Sunday Times of Ceylon
- Type: Weekly newspaper
- Owner: Times of Ceylon Limited
- Founded: 1923
- Language: English
- City: Colombo
- Country: Ceylon
- Sister newspapers: Ceylon Daily Mirror; Lankadeepa; Morning Times; Sri Lankadeepa; Sunday Mirror; The Times of Ceylon; Vanitha Viththi;
- OCLC number: 36651712

= Sunday Times of Ceylon =

Sri Lankan English language newspaper

The Sunday Times of Ceylon was an English language weekly newspaper in Ceylon published by Times of Ceylon Limited (TOCL). It was founded in 1923 and was published from Colombo.
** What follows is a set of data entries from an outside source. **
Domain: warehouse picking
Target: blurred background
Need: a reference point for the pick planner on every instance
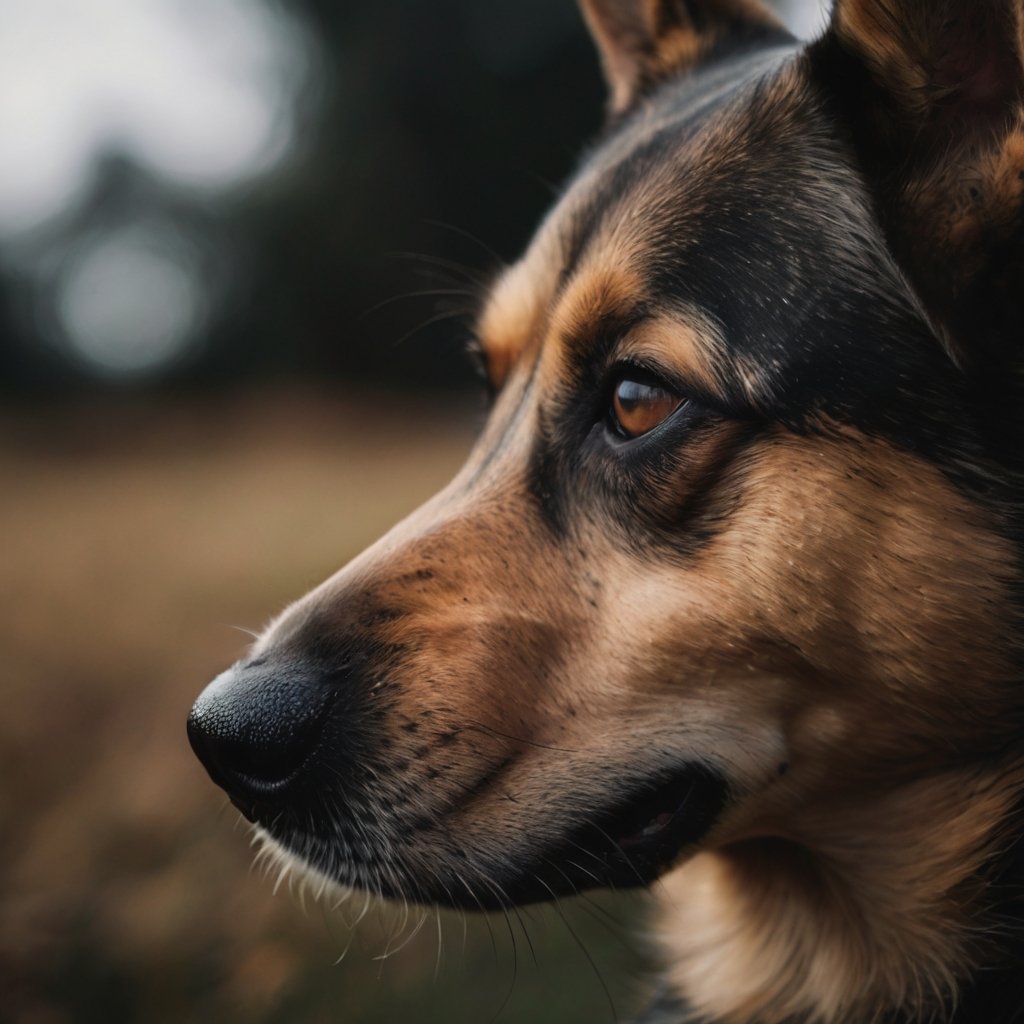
(239, 240)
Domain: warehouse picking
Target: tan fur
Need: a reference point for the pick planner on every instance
(837, 645)
(649, 41)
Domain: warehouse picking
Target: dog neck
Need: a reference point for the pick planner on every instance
(925, 925)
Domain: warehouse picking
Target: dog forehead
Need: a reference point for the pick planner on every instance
(667, 209)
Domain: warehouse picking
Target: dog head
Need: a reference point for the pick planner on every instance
(737, 540)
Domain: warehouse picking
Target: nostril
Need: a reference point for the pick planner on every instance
(255, 726)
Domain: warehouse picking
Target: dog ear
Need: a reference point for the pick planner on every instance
(934, 90)
(643, 42)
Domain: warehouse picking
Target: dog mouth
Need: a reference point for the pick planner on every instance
(628, 845)
(624, 846)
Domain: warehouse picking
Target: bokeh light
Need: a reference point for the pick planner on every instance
(132, 300)
(200, 92)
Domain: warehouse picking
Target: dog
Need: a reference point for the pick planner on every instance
(729, 592)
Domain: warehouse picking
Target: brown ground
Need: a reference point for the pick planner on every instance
(133, 540)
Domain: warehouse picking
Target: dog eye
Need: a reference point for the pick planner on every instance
(640, 402)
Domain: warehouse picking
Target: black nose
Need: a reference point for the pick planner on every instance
(256, 725)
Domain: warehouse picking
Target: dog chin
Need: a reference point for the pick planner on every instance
(629, 845)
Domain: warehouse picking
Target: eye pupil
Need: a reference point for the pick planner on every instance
(638, 406)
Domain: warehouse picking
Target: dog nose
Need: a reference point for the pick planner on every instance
(256, 725)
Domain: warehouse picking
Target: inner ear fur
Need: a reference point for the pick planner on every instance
(643, 42)
(934, 91)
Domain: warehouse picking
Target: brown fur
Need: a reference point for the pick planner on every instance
(825, 614)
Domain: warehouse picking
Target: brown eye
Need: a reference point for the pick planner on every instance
(639, 406)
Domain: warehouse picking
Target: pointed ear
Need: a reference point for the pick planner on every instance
(643, 42)
(934, 90)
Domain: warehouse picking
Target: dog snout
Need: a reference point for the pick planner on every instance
(255, 727)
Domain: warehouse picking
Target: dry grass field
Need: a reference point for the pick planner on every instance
(134, 541)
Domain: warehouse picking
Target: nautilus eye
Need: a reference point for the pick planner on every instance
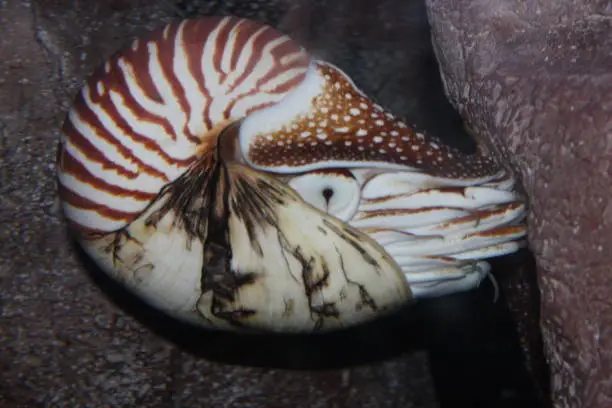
(232, 181)
(334, 192)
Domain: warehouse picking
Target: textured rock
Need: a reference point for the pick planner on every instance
(535, 77)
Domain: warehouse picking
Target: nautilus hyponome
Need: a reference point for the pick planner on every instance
(233, 181)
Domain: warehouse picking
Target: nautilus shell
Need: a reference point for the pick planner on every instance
(233, 181)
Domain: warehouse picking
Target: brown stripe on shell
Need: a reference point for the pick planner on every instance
(499, 231)
(363, 215)
(460, 191)
(95, 155)
(77, 201)
(345, 125)
(166, 51)
(72, 166)
(128, 131)
(112, 80)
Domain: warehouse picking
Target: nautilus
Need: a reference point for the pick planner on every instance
(230, 179)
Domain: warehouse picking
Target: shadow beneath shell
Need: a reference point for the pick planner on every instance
(469, 325)
(379, 340)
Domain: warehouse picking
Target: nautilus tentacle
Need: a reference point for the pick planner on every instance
(231, 180)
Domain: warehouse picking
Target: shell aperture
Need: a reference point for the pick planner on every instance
(190, 170)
In 1966 it had an average net sales of 34,856. It was published under different names during its existence, including Times of Ceylon Sunday Illustrated, Times Weekender and Sunday Times. It had an average circulation of 29,613 in 1970, 29,054 in 1973 and 18,500 in 1976.

TOCL was nationalised by the Sri Lankan government in August 1977. The state-run TOCL faced financial and labour problems and on 31 January 1985 it and its various publications closed down. Ranjith Wijewardena, chairman of Associated Newspapers of Ceylon Limited (ANCL) before it was nationalised in July 1973, bought the trade names and library of the TOCL publications in 1986. Wijewardena's company, Wijeya Newspapers, subsequently started various newspapers using the names of former TOCL publications. The Sunday Times started publishing in 1987.